France | France, Cour d'appel de Paris, Pôle 6 - chambre 6, 24 avril 2013, 12/02782


RÉPUBLIQUE FRANÇAISE

AU NOM DU PEUPLE FRANÇAIS





COUR D'APPEL DE PARIS

Pôle 6 - Chambre 6



ARRÊT DU 24 Avril 2013

(n° 17 , 5 pages)



Numéro d'inscription au répertoire général : S 12/02782-MPDL



Décision déférée à la Cour : jugement rendu le 01 Septembre 2009 par Conseil de Prud'hommes - Formation paritaire de BOBIGNY section industrie RG n° 07/02097





APPELANTE

[C] [U]

[Adresse 1]

[Localité 2]

comparant en personne, assistée de Me Daniel KNINSK

I, avocat au barreau de SEINE-SAINT-DENIS, toque : 64







INTIMÉE

Madame [J] [Y]

[Adresse 2]

[Localité 1]

représentée par Me François LAGUERRE, avocat au barreau de SEINE-S...

RÉPUBLIQUE FRANÇAISE

AU NOM DU PEUPLE FRANÇAIS

COUR D'APPEL DE PARIS

Pôle 6 - Chambre 6

ARRÊT DU 24 Avril 2013

(n° 17 , 5 pages)

Numéro d'inscription au répertoire général : S 12/02782-MPDL

Décision déférée à la Cour : jugement rendu le 01 Septembre 2009 par Conseil de Prud'hommes - Formation paritaire de BOBIGNY section industrie RG n° 07/02097

APPELANTE

[C] [U]

[Adresse 1]

[Localité 2]

comparant en personne, assistée de Me Daniel KNINSKI, avocat au barreau de SEINE-SAINT-DENIS, toque : 64

INTIMÉE

Madame [J] [Y]

[Adresse 2]

[Localité 1]

représentée par Me François LAGUERRE, avocat au barreau de SEINE-SAINT-DENIS, toque : 35

COMPOSITION DE LA COUR :

En application des dispositions de l'article 945-1 du code de procédure civile, l'affaire a été débattue le 19 Mars 2013, en audience publique, les parties ne s'y étant pas opposées, devant Madame Marie-Pierre DE LIÈGE, Présidente, chargée d'instruire l'affaire.
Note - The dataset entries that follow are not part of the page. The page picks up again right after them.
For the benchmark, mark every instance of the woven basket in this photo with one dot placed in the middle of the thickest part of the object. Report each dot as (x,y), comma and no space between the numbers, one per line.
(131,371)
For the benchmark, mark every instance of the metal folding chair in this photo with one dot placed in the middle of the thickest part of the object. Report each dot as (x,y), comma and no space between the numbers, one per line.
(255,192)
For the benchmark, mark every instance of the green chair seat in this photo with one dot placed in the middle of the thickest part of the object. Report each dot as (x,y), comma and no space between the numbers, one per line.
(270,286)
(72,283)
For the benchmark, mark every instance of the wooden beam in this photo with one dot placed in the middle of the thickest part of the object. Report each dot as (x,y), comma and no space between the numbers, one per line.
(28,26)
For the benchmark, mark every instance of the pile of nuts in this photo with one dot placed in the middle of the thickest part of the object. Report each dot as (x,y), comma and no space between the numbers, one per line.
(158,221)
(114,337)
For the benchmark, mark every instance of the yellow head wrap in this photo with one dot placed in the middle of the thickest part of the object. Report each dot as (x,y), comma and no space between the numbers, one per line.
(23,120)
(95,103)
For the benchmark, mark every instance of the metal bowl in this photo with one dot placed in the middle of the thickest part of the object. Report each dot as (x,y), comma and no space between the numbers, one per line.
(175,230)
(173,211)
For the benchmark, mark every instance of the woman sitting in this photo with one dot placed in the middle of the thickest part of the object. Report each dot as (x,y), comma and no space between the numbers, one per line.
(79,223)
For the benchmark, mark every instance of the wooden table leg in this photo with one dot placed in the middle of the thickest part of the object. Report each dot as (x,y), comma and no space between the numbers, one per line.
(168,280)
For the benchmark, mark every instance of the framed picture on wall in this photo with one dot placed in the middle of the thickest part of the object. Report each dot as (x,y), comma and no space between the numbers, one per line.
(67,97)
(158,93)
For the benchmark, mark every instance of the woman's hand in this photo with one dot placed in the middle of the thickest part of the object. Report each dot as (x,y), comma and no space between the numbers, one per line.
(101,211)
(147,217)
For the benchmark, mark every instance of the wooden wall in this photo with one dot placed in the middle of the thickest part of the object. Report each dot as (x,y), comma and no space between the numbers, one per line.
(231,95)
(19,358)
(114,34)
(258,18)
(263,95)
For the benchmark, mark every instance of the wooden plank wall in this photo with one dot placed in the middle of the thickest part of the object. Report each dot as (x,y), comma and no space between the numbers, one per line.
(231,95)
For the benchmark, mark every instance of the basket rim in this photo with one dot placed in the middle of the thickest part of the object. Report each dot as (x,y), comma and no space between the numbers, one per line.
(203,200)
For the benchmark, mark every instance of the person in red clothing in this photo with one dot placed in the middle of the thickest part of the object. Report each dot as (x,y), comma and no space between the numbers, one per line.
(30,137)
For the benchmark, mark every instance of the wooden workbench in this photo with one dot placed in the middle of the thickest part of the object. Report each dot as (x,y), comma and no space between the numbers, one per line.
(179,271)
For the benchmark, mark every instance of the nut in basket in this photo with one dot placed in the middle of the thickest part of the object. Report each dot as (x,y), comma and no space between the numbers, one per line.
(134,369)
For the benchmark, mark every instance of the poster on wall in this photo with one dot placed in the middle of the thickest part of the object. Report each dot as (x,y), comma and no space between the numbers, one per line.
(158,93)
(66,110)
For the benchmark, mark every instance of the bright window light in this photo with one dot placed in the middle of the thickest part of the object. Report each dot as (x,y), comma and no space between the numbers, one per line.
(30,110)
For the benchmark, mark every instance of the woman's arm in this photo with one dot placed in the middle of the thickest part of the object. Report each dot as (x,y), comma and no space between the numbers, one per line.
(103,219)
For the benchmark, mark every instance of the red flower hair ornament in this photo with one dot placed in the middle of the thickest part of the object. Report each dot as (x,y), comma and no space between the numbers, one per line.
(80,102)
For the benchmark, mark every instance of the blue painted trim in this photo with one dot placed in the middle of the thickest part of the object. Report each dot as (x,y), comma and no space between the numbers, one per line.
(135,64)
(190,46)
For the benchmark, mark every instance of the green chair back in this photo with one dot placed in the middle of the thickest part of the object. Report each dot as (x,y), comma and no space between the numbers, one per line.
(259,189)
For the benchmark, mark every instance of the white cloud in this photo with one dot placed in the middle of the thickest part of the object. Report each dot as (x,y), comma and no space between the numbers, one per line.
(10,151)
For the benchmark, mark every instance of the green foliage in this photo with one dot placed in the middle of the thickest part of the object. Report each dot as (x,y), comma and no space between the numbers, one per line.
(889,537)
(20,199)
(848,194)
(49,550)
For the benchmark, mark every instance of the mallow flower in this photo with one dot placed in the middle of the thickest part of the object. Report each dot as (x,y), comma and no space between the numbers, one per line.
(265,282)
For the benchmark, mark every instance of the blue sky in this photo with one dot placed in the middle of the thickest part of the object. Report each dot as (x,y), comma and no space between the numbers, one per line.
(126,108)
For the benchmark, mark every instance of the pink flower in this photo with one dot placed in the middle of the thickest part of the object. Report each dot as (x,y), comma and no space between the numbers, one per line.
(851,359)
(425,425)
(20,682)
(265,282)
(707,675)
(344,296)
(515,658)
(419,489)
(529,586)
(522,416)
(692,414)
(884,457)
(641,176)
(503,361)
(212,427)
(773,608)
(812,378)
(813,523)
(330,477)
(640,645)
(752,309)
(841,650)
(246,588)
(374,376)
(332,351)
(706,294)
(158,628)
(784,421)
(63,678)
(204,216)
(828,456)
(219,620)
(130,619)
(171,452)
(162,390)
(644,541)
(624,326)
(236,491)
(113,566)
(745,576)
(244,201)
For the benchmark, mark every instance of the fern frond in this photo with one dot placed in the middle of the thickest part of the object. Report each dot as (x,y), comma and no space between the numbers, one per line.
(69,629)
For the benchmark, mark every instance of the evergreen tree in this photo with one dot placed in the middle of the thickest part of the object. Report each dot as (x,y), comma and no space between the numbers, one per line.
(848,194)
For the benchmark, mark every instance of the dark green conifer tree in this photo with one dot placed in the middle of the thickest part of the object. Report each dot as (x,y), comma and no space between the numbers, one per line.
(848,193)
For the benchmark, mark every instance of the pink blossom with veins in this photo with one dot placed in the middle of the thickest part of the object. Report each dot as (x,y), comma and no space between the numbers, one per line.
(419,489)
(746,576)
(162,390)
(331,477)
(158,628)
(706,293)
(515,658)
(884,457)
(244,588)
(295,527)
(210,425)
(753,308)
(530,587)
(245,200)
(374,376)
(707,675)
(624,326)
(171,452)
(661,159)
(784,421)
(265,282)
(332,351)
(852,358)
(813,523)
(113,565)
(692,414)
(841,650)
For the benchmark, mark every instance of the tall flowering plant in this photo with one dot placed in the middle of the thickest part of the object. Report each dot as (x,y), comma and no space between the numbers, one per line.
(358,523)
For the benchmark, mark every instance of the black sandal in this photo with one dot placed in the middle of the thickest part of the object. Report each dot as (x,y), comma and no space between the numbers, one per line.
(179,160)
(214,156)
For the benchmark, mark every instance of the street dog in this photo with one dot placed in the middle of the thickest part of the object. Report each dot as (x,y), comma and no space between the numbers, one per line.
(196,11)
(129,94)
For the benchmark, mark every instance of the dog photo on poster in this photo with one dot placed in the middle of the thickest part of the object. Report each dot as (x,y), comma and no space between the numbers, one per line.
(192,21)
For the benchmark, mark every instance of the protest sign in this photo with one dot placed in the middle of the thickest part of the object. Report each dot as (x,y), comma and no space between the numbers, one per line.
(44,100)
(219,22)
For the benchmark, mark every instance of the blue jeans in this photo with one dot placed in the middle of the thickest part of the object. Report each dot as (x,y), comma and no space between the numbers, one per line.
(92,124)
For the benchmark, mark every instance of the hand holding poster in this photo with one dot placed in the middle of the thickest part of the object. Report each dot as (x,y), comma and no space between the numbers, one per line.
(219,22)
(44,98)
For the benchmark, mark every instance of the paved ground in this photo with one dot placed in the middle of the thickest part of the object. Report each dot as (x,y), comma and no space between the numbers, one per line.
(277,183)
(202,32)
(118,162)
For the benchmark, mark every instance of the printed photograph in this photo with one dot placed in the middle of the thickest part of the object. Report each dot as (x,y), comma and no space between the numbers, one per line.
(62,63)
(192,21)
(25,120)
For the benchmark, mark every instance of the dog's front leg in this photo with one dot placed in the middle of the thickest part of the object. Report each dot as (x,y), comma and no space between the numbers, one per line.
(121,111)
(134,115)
Ce magistrat a rendu compte des plaidoiries dans le délibéré de la Cour, composée de :

Madame Marie-Pierre DE LIÈGE, Présidente

Madame Laurence GUIBERT, Vice-Présidente, magistrat placé par ordonnance de Monsieur le Premier Président rendue le 7 mars 2013

Madame Claudine ROYER, Conseillère

Greffier : Mme Evelyne MUDRY, lors des débats

ARRET :

- CONTRADICTOIRE

- prononcé par mise à disposition de l'arrêt au greffe de la Cour, les parties en ayant été préalablement avisées dans les conditions prévues au deuxième alinéa de l'article 450 du code de procédure civile.

- signé par Madame Marie-Pierre DE LIÈGE, Présidente et par Madame Evelyne MUDRY, greffière à laquelle la minute de la décision a été remise par le magistrat signataire.

Les faits

Mme [J] [Y] a été engagée le 1er janvier 1992 en qualité de secrétaire, suivant contrat à durée indéterminée, par M [U] [C] exerçant des fonctions d'artisan de second oeuvre dans le bâtiment sous le sigle ECB

Le 20 octobre 2006, elle écrivait à son employeur pour demander à négocier son départ invoquant un certain nombre de griefs.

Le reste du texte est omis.